My First Messy Thoughts
First thing I did was just jot down every single dish idea that popped into my head. It was a huge, messy list. I had dumplings next to whole steamed fish, next to some weird fusion idea someone suggested. It looked more like my weekly shopping list than a menu. My buddy, who fancies himself a bit of a foodie, kept saying, “You gotta have fancy descriptions!” But I just wanted people to know what they were getting, you know?
Getting Down to Business: The Actual Steps
So, I chucked that first list and grabbed a fresh piece of paper. This time, I tried to be more organized. I thought, okay, what are the main things people come for?
- Dumplings, obviously. So, I made a section for that. Listed out the classics: pork and chive, shrimp, veggie. Wrote down if they were steamed, pan-fried, or in soup. Kept the descriptions super simple, like “Juicy pork and chive dumplings, 6 pieces.” No fluff.
- Then, Seafood. This was a big one. I broke it down further: fish, shrimp, crab, squid. For each, I thought about how we’d cook it. Steamed fish with ginger and scallion? Salt and pepper shrimp? Garlic butter crab? Again, straightforward names and a quick note on the preparation.
- Appetizers and Sides. Couldn’t forget things like spring rolls, some cold dishes, maybe some stir-fried greens, and of course, rice. These are the things people add on.
- Drinks. Basic stuff: sodas, tea, maybe a couple of beers.
Trying to Make it Look Okay
Once I had all the items and basic descriptions, I needed to make it look like an actual menu. I’m no designer, believe me. I just opened up a simple word processing program on my computer.
I put Dumplings in a slightly bigger, bold font. Did the same for Seafood Specials, Appetizers, and Drinks. I tried to make sure there was enough space between items so it wasn’t all crammed together. Readability was key. I even thought about putting a little box around our “Chef’s Recommendations” but decided to keep it even simpler for the first version.
Pricing was another thing. Had to go through each item, figure out costs, and put a price that seemed fair. I just put the prices right next to the dish names. Nice and clear.
The “Final” Thing (For Now)
So, after a few hours of fiddling with fonts, spacing, and rereading everything a dozen times to catch typos, I had something that looked like a menu. It wasn’t fancy. No glossy pictures, no crazy graphics. Just black text on white paper, really. But it listed all our food in a way that, hopefully, made sense.

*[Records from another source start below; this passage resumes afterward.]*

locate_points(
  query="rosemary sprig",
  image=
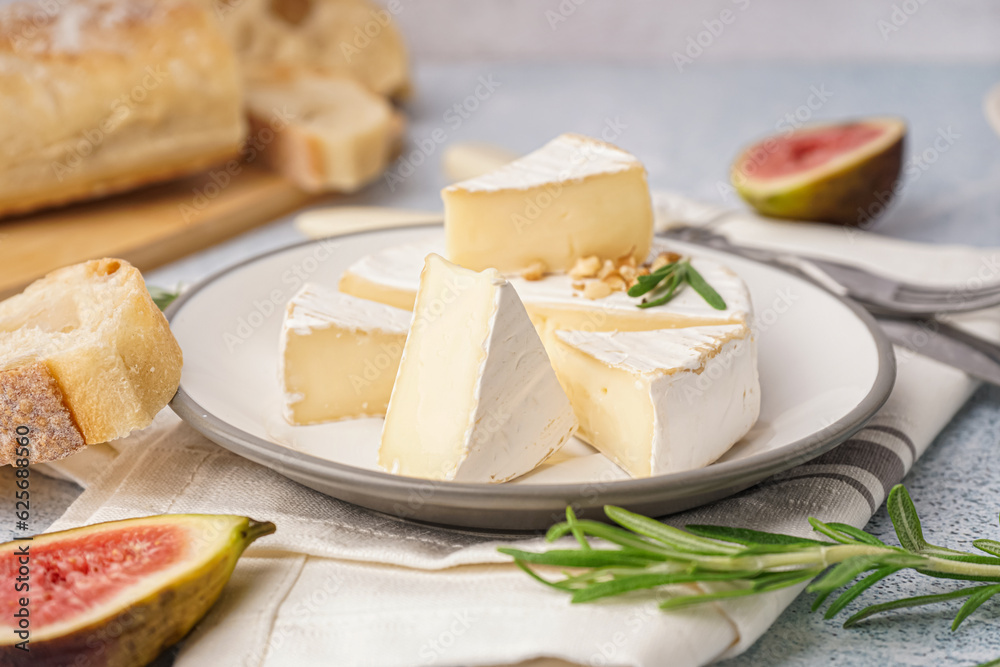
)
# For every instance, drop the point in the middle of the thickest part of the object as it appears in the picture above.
(647, 554)
(162, 297)
(668, 279)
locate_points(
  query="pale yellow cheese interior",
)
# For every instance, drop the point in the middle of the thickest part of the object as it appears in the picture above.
(609, 215)
(613, 406)
(339, 373)
(435, 393)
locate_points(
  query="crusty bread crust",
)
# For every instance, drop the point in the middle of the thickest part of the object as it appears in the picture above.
(85, 347)
(355, 38)
(339, 135)
(101, 96)
(30, 398)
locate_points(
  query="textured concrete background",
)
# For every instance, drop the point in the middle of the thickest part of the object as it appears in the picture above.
(613, 62)
(635, 30)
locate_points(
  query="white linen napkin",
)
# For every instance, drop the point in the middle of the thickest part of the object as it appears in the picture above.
(338, 584)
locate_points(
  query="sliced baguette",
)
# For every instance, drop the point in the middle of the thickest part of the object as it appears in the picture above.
(85, 357)
(354, 38)
(103, 96)
(324, 132)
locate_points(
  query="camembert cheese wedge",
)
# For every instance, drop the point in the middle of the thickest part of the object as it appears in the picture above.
(339, 355)
(572, 198)
(476, 398)
(659, 402)
(391, 276)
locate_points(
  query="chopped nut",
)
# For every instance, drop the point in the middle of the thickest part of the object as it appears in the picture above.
(536, 271)
(586, 267)
(607, 269)
(596, 289)
(616, 283)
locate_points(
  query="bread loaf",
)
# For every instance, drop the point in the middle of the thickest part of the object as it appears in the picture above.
(333, 133)
(85, 357)
(100, 96)
(355, 38)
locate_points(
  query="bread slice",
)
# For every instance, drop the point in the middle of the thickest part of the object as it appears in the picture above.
(355, 38)
(85, 357)
(324, 132)
(101, 96)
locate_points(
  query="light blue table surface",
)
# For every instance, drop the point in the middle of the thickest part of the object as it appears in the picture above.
(686, 128)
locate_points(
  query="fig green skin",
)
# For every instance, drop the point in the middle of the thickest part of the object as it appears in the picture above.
(136, 635)
(853, 195)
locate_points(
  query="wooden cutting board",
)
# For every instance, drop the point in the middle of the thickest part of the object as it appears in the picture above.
(147, 227)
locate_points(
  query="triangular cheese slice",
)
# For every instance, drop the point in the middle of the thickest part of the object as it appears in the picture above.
(659, 402)
(573, 197)
(476, 398)
(339, 355)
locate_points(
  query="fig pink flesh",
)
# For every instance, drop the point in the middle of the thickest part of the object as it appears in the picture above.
(70, 577)
(807, 149)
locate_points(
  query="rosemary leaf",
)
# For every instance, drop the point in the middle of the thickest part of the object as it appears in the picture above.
(974, 602)
(672, 282)
(706, 291)
(989, 546)
(906, 603)
(162, 297)
(857, 589)
(649, 555)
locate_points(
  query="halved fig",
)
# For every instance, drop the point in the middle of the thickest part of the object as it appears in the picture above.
(845, 173)
(115, 594)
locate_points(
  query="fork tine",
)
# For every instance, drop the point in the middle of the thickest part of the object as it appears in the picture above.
(909, 293)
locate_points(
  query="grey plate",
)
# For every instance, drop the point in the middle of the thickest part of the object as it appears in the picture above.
(826, 368)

I printed out a few copies. Handed one to my wife. She looked at it, nodded, and said, “Yeah, I can order from this.” That was pretty much the best compliment I could ask for at that point. It wasn’t perfect, and I knew we’d probably change it a bunch of times later, but it was a start. We had a menu, and we could actually start serving people. Sometimes, just getting it done is the most important part.